KURSU TAMAMLAYANLARA BELGE VERİLİYOR

Bu konuşmadan sonra kursiyerlerimizle derslerimize başlıyoruz. Dersler, aşkla, şevkle 12 hafta boyunca aralıksız sürüyor. Tabii haftada bir gün, iki saat. Toplamda 24 saat. Ama bu saatleri çok iyi değerlendiriyoruz. Yazı Masası’ndaki derslerimizi de işliyoruz, ödevlerimizi de yapıyoruz. Ve düzenlenen bir törenle kursumuzu tamamlıyoruz. Kursa düzenli gelenlere belge veriliyor. Bu merasimler de çok güzel, verimli ve anlamlı geçiyor. Usta edebiyatçılar ve yeni heveskârlar buluşuyor. Aralarında köprü oluyoruz. Tanınmış şair ve yazarlarımızı davet ediyoruz. Sağ olsunlar, kırmıyorlar. Gelip hem öğrencilerimize belgelerini veriyor, hem de bazı tavsiyelerde, öğütlerde bulunuyorlar. Bildiğiniz gibi bu dönemin mezuniyet törenini de 6 Ocak Cumartesi günü Türk Edebiyatı Vakfı’nda yaptık. Çok güzel geçti.

“SULTANAHMET SOHBETLERİ BAŞLIYOR”

Bir önceki dönemde öğrencilerimiz bir kitap hazırlamıştı. Adı da Yazı Mektebi’ydi.
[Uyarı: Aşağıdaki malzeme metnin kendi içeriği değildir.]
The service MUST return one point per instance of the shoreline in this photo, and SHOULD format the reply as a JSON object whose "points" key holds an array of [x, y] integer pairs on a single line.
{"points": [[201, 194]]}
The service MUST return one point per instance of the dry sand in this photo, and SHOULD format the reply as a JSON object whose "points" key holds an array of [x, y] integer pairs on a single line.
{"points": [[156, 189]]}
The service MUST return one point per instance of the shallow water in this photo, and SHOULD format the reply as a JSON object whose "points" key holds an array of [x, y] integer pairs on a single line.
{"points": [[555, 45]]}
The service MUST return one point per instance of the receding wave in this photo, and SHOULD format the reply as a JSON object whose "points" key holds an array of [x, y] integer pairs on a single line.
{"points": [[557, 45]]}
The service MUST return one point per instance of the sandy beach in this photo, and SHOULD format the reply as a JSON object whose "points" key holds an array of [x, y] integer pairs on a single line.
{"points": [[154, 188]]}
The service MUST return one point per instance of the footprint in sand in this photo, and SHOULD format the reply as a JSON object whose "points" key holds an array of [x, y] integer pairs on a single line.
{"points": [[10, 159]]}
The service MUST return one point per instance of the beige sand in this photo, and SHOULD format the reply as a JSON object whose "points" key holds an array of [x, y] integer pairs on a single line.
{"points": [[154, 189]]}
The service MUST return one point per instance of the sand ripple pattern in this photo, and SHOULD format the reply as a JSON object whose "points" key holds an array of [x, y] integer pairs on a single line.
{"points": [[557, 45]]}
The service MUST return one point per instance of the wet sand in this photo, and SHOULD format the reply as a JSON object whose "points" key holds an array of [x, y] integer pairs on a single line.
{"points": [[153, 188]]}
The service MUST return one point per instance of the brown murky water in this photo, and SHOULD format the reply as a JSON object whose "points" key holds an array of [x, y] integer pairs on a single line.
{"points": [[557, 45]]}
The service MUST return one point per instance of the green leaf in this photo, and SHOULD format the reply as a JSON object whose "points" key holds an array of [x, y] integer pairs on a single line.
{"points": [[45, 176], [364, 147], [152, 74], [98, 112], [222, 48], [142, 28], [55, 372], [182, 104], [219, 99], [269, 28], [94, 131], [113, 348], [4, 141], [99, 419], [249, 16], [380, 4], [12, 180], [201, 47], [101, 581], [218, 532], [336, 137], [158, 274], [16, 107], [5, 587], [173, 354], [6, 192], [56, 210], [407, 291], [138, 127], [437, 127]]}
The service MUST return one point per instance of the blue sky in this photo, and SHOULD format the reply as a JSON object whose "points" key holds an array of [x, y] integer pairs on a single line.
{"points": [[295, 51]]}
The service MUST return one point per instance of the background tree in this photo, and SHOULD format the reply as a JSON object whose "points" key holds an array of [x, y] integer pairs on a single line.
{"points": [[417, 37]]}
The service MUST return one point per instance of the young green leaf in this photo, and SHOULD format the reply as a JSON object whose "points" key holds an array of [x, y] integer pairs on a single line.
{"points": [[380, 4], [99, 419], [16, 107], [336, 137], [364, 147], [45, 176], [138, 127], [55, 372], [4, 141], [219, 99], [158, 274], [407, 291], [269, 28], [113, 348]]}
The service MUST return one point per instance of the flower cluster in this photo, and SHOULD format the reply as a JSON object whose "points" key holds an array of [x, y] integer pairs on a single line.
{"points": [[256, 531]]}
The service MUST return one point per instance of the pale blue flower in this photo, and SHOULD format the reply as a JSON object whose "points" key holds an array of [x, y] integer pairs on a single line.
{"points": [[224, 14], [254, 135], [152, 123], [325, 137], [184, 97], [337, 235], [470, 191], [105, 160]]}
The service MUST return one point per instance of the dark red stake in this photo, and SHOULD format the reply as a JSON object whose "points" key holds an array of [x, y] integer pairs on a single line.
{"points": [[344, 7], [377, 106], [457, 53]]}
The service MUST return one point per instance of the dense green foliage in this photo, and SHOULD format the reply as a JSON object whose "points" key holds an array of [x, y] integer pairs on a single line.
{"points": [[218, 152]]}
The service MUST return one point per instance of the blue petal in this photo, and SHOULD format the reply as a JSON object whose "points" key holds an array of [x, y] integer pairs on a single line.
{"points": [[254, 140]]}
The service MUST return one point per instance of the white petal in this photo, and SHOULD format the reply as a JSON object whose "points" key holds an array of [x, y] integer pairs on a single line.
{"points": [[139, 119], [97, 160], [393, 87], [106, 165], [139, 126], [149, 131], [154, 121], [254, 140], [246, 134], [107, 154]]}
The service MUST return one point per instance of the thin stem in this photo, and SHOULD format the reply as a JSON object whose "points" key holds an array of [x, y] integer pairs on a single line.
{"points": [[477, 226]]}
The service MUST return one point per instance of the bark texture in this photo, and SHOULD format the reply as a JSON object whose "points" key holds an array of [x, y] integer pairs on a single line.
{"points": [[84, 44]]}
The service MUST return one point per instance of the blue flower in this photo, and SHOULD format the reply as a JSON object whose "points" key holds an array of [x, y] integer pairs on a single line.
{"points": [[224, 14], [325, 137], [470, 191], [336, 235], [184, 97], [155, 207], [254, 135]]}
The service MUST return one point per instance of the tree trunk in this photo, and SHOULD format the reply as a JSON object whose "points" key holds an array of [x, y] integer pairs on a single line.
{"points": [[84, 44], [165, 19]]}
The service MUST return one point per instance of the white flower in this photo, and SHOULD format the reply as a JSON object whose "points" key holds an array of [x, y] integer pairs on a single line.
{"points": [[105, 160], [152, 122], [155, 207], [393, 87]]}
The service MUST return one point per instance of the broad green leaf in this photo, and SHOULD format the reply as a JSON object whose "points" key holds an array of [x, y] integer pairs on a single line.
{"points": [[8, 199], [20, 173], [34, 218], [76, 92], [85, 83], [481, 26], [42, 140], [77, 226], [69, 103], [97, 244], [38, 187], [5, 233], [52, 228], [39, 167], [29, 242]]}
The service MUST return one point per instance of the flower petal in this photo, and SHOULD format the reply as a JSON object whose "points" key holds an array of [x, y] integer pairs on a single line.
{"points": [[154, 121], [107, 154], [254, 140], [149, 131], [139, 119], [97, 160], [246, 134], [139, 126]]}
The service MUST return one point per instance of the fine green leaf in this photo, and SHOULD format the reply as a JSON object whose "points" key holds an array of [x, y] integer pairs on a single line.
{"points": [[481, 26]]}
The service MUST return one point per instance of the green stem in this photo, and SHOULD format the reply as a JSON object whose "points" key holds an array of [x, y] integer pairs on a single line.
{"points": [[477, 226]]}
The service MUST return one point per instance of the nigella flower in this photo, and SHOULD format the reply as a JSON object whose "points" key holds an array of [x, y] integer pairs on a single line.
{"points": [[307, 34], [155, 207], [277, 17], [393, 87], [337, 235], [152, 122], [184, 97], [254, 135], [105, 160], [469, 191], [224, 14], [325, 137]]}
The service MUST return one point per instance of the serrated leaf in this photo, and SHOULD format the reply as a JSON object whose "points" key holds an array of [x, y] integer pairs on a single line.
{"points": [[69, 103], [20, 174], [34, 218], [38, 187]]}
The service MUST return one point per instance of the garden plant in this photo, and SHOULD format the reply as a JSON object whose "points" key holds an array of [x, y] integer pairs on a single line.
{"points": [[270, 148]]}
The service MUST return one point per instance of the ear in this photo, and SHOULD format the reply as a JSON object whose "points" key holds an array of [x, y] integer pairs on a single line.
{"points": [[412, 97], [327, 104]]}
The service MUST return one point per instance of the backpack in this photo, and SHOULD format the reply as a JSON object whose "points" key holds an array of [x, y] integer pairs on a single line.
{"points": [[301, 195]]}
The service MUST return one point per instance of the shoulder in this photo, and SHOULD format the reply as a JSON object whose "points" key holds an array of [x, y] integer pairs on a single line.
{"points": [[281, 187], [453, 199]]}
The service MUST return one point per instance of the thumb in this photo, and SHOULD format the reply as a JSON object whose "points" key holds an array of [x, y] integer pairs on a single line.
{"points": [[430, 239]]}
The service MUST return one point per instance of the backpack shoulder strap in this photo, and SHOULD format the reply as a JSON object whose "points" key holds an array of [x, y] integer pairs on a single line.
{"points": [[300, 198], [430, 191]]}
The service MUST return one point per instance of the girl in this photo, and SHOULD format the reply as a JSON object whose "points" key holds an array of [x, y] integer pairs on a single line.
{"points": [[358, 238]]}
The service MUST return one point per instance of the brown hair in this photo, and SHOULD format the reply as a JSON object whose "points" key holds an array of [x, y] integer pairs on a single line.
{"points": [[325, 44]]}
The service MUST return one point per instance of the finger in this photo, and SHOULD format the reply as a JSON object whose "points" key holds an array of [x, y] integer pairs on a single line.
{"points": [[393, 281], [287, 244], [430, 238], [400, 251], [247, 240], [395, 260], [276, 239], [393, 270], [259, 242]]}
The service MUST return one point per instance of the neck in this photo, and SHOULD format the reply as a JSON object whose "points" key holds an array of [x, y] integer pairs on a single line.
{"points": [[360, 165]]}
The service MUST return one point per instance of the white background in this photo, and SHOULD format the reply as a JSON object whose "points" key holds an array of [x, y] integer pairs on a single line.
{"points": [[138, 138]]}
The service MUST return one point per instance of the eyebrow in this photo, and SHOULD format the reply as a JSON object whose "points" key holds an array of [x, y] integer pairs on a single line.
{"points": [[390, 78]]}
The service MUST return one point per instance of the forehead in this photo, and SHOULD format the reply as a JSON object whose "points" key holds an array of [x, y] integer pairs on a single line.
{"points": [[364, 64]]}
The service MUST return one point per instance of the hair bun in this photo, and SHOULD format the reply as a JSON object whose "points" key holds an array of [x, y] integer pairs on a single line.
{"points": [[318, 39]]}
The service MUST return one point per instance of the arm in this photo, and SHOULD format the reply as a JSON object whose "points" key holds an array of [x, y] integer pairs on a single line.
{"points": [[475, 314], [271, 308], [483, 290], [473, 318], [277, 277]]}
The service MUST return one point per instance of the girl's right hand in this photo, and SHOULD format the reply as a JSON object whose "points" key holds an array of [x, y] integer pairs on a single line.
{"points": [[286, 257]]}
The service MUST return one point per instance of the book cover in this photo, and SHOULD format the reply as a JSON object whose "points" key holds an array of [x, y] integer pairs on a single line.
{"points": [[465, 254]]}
Ben o kitaba hiç müdahale etmedim. Tamamen öğrenciler hazırladılar. Yazıları topladılar ve Akıl Fikir Yayınları’ndan kitabı çıkardılar. İnşallah benzer çalışmalar bundan sonra da olacak. Bazı kurslarımızda öğrenciler için edebiyat dergisi hazırlanmaya başlandı. Esenler’de Esenlik adlı bir dergi hazırlanıyor şimdi. Törenden sonra öğrencilerle yaptığımız sohbette bazı kararlar aldık. Ayda bir toplanacağız ve istişareler yapacağız. Adını koyduk, grubumuzu kurduk. İsmi “Sultanahmet Sohbetleri.” Bu grupta eski ve yeni bütün kursiyerlerimiz olacak inşallah. Yani öğrencilerimizle irtibatı hiçbir zaman kesmiyoruz. Şükürler olsun 15 senedir kesmedik. İletişim hep devam etti. Bu da büyük bir berekete vesile oluyor. Şimdi öğrencilerimiz için kurduğumuz Bizimsemaver.com sitemiz var. Arkadaşlarımız edebî ürünlerini orada yayımlıyor. Siteyi başka gençler de takip ediyor. İyi olacak, İnşallah.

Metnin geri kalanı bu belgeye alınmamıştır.